Here, we propose a general method for predicting interactions between small-molecule drugs and protein targets, Large-scale Drug target Screening Convolutional Neural Network (LDS-CNN), which used unified encoding to achieve the calculation of the different data formats in an integrated model to realize feature abstraction and potential object prediction.
On 898,412 interaction data involving 1683 small-molecule compounds and 14,350 human proteins from 8.8 billion records, the proposed method achieved an area under the curve (AUC) of 0.96, an area under the precision-recall curve (AUPRC) of 0.95, and an accuracy of 90.13%. The experimental results illustrated that the proposed method attained high accuracy on the test set, indicating its high predictive ability in drug-target interaction prediction. LDS-CNN is effective for the prediction of large-scale datasets and datasets composed of data with different formats.
In this study, we propose a DTI prediction method to solve the problems of unified encoding of large-scale data in multiple formats. It provides a feasible way to efficiently abstract the features among different types of drug-related data, thus reducing experimental costs and time consumption. The proposed method can be used to identify potential drug targets and candidates for the treatment of complex diseases. This work provides a reference for DTI to process large-scale data and different formats with deep learning methods and provides certain suggestions for future research.
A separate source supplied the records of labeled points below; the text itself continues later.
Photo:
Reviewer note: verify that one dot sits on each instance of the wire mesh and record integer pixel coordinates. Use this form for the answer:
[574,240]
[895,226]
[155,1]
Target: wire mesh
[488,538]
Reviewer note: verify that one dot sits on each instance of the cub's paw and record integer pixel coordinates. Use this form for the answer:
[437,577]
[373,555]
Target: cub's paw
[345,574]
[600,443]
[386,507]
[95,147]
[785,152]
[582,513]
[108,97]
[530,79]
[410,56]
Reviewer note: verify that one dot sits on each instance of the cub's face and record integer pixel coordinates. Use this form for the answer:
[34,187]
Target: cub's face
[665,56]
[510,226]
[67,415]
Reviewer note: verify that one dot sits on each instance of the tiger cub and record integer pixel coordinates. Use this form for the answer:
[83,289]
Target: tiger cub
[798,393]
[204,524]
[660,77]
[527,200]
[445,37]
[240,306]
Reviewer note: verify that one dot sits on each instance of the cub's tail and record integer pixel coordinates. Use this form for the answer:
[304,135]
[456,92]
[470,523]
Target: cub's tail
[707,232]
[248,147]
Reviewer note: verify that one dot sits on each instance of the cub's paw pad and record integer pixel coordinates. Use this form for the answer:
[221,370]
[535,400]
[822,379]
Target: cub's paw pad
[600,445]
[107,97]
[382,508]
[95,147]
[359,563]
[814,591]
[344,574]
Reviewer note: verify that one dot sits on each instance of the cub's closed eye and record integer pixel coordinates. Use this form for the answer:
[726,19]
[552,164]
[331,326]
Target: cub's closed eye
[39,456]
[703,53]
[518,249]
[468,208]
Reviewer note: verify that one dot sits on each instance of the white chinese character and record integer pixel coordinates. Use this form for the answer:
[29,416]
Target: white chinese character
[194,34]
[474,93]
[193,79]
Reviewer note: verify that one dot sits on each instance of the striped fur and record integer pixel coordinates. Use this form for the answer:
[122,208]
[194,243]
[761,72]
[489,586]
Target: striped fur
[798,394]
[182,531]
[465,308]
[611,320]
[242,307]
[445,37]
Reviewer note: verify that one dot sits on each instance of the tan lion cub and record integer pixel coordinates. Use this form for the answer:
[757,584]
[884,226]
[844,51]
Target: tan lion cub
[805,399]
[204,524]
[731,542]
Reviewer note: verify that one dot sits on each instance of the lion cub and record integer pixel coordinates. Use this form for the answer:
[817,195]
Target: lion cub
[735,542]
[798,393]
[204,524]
药物-靶点相互作用(DTI)是一种重要的药物设计策略,在许多复杂疾病过程和细胞事件中发挥着重要作用。面对蛋白质数据海量和实验成本高等挑战,建议应用生物信息学方法挖掘潜在相互作用以设计新型靶向药物。不同的数据和相互作用类型给涉及不兼容和异源格式的研究带来困难。在一个全面统一的模型中分析药物-靶点相互作用是一项重大挑战。
在此,我们提出一种预测小分子药物与蛋白质靶点之间相互作用的通用方法,即大规模药物靶点筛选卷积神经网络(LDS-CNN),它使用统一编码在一个集成模型中实现对不同数据格式的计算,以实现特征提取和潜在对象预测。
在所提出的方法中,在来自88亿条记录的涉及1683种小分子化合物和14350种人类蛋白质的898412条相互作用数据上,曲线下面积(AUC)达到0.96,精确率-召回率曲线下面积(AUPRC)为0.95,准确率为90.13%。实验结果表明,所提出的方法在测试集上达到了高精度,表明其在药物-靶点相互作用预测方面具有很高的预测能力。LDS-CNN对于大规模数据集以及由不同格式数据组成的数据集的预测是有效的。
在本研究中,我们提出了一种DTI预测方法来解决多种格式大规模数据的统一编码问题。它提供了一种可行的方法来有效提取不同类型药物相关数据之间的特征,从而降低实验成本和时间消耗。所提出的方法可用于识别潜在的药物靶点和治疗复杂疾病的候选药物。这项工作为DTI利用深度学习方法处理大规模数据和不同格式提供了参考,并为未来研究提供了一定的建议。